Суп в ведёрке бурлил, пена ползла по закопчённому боку, шипела на горящих сучьях, Арсений Георгиевич склонился, ложкой вылавливал пену в огонь. Потом он слегка разгрёб под ведёрком костёр, сел поудобнее опять к той же ольховине, Алёшка уловил на себе его внимательный взгляд.

— Удивляйся не удивляйся, — сказал Арсений Георгиевич. — Насколько помню, в своей жизни мне не приходилось выбирать между «хочу» и «надо». И не старался — так получилось: хотел того, что надо.
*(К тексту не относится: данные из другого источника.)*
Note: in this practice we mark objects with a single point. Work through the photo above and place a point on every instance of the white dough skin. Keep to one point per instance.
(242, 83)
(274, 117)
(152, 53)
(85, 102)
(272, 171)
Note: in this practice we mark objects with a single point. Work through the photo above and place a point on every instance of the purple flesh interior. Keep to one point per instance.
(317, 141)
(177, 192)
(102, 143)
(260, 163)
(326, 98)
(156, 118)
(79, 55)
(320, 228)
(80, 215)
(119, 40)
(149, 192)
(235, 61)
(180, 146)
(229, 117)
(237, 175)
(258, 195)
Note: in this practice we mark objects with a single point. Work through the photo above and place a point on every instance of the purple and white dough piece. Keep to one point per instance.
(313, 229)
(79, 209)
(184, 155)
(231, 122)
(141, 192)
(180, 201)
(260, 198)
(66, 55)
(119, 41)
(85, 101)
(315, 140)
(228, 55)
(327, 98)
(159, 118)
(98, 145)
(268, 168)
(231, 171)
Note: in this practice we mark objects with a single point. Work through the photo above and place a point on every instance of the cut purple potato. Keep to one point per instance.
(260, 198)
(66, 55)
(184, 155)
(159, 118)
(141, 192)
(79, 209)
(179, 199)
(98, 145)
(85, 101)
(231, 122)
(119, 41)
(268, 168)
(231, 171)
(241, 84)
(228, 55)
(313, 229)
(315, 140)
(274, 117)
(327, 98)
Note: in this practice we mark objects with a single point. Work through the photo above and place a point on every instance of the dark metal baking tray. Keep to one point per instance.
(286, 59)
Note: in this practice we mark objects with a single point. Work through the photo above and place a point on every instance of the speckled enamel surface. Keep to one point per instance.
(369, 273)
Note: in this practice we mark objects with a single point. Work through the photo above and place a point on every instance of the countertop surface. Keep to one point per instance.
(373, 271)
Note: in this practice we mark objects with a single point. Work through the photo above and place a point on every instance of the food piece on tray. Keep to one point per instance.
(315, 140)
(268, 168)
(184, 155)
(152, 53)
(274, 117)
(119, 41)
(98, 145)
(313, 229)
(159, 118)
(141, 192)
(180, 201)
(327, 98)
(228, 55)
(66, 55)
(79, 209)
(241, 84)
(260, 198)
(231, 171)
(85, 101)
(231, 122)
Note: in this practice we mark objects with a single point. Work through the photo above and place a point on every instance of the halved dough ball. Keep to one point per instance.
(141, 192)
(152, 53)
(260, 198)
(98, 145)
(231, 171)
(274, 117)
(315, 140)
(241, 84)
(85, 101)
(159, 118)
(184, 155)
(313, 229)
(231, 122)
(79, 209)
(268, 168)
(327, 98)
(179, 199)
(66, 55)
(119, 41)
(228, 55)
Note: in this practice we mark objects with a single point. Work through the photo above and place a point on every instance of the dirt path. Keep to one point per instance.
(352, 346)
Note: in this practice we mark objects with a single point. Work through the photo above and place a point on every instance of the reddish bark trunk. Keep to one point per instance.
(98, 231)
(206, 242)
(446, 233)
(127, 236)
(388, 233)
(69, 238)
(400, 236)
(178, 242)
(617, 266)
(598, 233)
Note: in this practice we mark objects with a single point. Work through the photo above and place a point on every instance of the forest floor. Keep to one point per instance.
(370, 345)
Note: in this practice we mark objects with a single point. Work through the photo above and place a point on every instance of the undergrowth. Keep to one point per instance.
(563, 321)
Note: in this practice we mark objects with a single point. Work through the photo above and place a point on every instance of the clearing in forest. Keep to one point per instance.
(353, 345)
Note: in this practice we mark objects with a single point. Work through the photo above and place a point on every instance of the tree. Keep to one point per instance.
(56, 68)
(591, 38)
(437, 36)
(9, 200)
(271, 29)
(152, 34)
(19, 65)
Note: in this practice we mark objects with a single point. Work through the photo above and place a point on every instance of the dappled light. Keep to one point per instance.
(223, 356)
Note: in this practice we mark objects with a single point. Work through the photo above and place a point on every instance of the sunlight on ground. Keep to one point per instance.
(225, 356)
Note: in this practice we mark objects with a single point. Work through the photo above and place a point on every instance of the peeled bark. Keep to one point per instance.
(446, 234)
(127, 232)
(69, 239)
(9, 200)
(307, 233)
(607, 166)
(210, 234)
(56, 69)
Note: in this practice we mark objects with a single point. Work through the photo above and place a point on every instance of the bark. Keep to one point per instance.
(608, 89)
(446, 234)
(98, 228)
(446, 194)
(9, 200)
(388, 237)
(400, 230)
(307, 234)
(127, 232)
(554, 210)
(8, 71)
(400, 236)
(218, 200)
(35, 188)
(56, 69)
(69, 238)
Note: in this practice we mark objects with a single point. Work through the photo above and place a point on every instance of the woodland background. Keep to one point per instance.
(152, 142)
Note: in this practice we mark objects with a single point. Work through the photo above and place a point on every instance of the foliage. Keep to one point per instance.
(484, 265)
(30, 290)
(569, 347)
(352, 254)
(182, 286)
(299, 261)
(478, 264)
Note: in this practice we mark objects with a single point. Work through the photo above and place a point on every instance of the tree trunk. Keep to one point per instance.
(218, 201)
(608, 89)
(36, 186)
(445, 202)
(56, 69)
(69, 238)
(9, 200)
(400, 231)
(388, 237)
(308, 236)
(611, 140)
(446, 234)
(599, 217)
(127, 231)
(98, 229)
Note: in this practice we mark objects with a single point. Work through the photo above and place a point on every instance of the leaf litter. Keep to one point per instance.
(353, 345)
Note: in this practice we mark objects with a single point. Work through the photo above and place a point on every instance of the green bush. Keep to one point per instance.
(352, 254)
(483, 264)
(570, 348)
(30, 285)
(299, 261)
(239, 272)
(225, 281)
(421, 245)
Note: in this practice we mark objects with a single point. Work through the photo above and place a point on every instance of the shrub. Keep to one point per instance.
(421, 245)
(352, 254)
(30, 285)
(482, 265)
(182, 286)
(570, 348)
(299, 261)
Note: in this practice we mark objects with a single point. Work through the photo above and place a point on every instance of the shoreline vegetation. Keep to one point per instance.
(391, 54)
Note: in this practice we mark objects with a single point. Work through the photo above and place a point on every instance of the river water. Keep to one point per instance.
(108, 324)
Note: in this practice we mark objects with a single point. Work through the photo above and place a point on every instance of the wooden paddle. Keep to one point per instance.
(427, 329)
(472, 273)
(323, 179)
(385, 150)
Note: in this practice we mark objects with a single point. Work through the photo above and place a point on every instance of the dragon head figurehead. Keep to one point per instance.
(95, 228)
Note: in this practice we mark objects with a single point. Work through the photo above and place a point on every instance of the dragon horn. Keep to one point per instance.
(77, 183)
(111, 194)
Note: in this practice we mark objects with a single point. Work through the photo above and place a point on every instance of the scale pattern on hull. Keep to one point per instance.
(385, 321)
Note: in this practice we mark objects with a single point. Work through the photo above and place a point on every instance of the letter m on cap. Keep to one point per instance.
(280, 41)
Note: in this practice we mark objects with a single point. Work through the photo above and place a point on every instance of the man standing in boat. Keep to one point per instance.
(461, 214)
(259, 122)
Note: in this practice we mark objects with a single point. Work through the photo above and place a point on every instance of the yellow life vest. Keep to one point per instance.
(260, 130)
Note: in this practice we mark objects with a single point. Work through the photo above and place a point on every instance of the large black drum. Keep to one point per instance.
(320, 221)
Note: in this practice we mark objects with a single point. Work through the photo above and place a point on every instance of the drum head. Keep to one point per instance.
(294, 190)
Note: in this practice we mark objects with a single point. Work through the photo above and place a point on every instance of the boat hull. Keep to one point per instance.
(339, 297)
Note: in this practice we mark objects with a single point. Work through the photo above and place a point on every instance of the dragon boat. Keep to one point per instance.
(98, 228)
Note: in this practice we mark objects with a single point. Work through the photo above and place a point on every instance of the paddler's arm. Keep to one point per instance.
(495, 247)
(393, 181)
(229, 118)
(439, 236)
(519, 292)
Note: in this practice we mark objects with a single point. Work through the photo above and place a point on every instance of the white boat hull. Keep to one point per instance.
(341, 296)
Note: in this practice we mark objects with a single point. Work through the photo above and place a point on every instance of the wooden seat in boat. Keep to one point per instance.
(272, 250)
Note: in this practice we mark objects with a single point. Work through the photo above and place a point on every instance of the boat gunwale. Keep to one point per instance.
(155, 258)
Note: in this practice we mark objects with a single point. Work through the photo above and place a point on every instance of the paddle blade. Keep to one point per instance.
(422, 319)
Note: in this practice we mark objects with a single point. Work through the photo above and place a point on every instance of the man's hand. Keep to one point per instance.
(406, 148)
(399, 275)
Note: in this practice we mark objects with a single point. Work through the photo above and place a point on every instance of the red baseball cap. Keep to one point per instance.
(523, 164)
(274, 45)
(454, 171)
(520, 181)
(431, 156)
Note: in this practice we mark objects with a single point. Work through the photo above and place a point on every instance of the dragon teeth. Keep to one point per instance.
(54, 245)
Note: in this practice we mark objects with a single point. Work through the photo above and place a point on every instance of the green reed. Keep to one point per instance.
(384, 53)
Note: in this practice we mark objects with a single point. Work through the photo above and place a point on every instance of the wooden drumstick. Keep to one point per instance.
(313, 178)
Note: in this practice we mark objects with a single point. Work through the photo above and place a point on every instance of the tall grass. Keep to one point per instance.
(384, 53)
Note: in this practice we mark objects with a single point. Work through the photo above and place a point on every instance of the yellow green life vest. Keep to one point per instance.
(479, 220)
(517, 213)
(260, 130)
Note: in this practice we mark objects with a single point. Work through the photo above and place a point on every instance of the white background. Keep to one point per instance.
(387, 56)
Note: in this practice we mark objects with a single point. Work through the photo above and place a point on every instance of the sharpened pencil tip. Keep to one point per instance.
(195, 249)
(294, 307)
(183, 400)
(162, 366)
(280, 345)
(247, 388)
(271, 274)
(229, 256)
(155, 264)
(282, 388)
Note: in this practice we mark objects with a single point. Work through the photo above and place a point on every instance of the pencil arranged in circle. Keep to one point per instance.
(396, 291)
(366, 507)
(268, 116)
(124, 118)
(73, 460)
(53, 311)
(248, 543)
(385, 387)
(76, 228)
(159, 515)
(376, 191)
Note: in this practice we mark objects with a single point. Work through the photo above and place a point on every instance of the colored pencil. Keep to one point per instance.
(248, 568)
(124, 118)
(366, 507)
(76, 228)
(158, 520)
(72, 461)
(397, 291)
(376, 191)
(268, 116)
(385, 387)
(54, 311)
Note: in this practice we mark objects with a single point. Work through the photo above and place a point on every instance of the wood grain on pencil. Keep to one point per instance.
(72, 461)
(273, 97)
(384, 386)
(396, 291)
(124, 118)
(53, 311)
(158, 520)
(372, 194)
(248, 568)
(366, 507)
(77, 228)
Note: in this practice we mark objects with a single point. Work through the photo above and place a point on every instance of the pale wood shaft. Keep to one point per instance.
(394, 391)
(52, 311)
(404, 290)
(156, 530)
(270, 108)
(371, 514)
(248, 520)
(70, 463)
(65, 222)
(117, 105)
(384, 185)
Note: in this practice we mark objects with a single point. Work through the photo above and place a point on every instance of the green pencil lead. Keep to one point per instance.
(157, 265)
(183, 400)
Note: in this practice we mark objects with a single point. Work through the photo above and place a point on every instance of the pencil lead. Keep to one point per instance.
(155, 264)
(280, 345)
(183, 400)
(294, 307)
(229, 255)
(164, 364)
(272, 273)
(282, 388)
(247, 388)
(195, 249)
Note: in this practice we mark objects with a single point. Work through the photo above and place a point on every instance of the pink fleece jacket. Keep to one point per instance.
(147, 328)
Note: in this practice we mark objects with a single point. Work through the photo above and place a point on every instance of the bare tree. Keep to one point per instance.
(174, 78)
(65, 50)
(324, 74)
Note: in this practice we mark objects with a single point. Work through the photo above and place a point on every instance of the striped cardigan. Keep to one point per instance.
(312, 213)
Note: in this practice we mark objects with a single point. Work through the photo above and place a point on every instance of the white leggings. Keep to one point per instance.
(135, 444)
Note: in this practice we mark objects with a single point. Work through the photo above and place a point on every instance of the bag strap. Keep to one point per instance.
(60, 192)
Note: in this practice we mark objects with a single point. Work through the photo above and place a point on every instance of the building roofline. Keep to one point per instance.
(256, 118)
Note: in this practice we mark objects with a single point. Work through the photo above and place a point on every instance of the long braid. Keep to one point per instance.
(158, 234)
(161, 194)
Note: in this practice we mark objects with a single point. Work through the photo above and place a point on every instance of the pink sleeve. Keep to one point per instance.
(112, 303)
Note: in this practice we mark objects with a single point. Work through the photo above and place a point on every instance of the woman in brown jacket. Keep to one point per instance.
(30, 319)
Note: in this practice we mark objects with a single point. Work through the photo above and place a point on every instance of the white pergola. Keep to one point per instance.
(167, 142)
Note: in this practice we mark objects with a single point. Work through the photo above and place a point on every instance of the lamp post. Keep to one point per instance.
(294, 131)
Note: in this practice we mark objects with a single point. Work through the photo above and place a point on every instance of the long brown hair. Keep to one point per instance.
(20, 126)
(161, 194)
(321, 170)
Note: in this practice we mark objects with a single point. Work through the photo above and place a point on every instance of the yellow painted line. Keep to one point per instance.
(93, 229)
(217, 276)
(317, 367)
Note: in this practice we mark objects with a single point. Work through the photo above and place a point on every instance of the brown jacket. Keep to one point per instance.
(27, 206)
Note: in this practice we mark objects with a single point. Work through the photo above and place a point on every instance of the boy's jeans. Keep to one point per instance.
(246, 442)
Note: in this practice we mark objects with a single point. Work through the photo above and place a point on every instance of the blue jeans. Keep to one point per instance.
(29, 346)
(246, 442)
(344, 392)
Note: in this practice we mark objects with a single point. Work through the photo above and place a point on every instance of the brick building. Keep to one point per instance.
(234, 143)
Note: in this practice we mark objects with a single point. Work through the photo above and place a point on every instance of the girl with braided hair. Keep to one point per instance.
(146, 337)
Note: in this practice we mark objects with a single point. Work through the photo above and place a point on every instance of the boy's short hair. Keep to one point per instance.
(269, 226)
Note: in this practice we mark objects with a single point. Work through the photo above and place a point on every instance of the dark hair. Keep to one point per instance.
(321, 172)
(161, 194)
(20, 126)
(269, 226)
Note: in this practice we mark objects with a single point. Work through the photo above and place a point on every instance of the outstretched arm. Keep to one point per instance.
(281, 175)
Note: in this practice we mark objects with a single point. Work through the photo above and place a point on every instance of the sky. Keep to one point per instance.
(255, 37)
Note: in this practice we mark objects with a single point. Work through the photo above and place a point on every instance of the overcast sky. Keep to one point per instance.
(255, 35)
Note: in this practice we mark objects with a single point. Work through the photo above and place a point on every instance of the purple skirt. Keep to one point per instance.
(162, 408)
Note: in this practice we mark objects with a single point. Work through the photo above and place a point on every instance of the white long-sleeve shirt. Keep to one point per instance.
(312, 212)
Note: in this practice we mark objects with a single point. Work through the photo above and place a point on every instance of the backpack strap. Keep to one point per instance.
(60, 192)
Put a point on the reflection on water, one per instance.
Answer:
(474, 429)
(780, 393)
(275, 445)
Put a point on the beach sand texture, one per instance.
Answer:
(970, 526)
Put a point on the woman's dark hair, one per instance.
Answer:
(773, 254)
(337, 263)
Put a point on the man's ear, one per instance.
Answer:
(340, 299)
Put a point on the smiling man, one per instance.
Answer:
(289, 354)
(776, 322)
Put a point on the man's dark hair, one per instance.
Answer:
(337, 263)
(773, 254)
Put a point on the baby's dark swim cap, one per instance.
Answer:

Помню, Колчака, потом японцев воевали.

Надо было — я воевал, хотел воевать. Кончили воевать, меня из дивизии в промакадемию послали. Учиться, сказали, надо. Поехал, тоже не ломал себя. Потом завод строил. Недалеко отсюда, на Волге. Тоже хотел, чтобы у того завода трубы скорее задышали. Может, не у каждого «хочу» и «надо» — враги?.. Что себя ищешь — это хорошо. Всё же главное, думаю, не твои желания и не борьба с желаниями, а цель. Цель и характер определяют человека. И ещё — долг.

Арсений Георгиевич, тужась, стащил с ноги сапог. Размотал мокрую портянку, босую ногу пяткой поставил на полешко. От ноги и портянки шёл пар. Алёшка видел бледную ногу с мозолями на пальцах, суконную портянку с округлым чёрным следом пятки, и было ему до слёз обидно, что, начав такой важный разговор, Арсений Георгиевич слишком уж по-домашнему держит в руках перед огнём портянку, слишком уж с будничным видом, улавливая жар костра, шевелит пальцами босой ноги.